The investment firm decided that the businesses must be sold within 3 days, prior to its stockholders meeting. The principals of the firm wanted to announce the disposal of these businesses, which would increase stockholder share value and increase the stock price.
Working through Thanksgiving and the weekend, ARG managed to purchase both businesses and positioned senior consultants by Monday.
ARG personnel knew in advance that the retail stores were never going to be profitable and thus immediately placed the business into a pre-packaged bankruptcy, primarily due to many of its leases being in poor locations and low store volumes.
We then proceeded to liquidate the assets of the company and conducted an auction to sell of the leases and fixtures.
The manufacturing facility located in North Carolina, owed close to $1 million to a major asset based lender. ARG made the decision to operate the facility until the lender was made whole and a buyer was found to buy the building and hopefully maintain employment at the plant.
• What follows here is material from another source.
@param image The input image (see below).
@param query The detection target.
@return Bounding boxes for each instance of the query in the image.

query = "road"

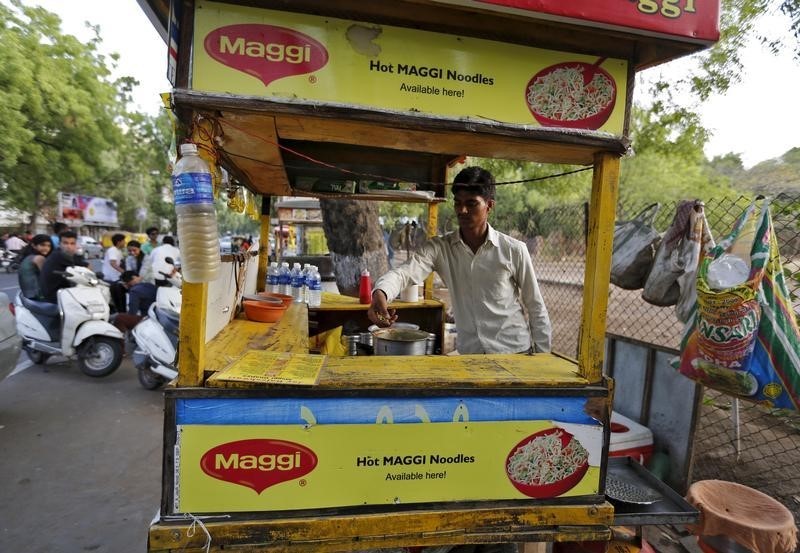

In a little over 3 months, the bank was paid off, major retail accounts had their orders fulfilled, and a buyer was located to buy the plant, which ARG had an
obligation to purchase from the landlord (a large multinational manufacturer).
In the end, the secured creditors received full funding, unsecured received an out of court settlement,and the employees were able to keep their jobs.
The end result...The public companies stock went from $4.50 to over $20 within the year. The company was relieved of its personal obligations. The secured lender was made whole. Manufacturing employees were offered employment. The public company that owned the manufacturing facilities was finally paid after waiting 3 years for payment.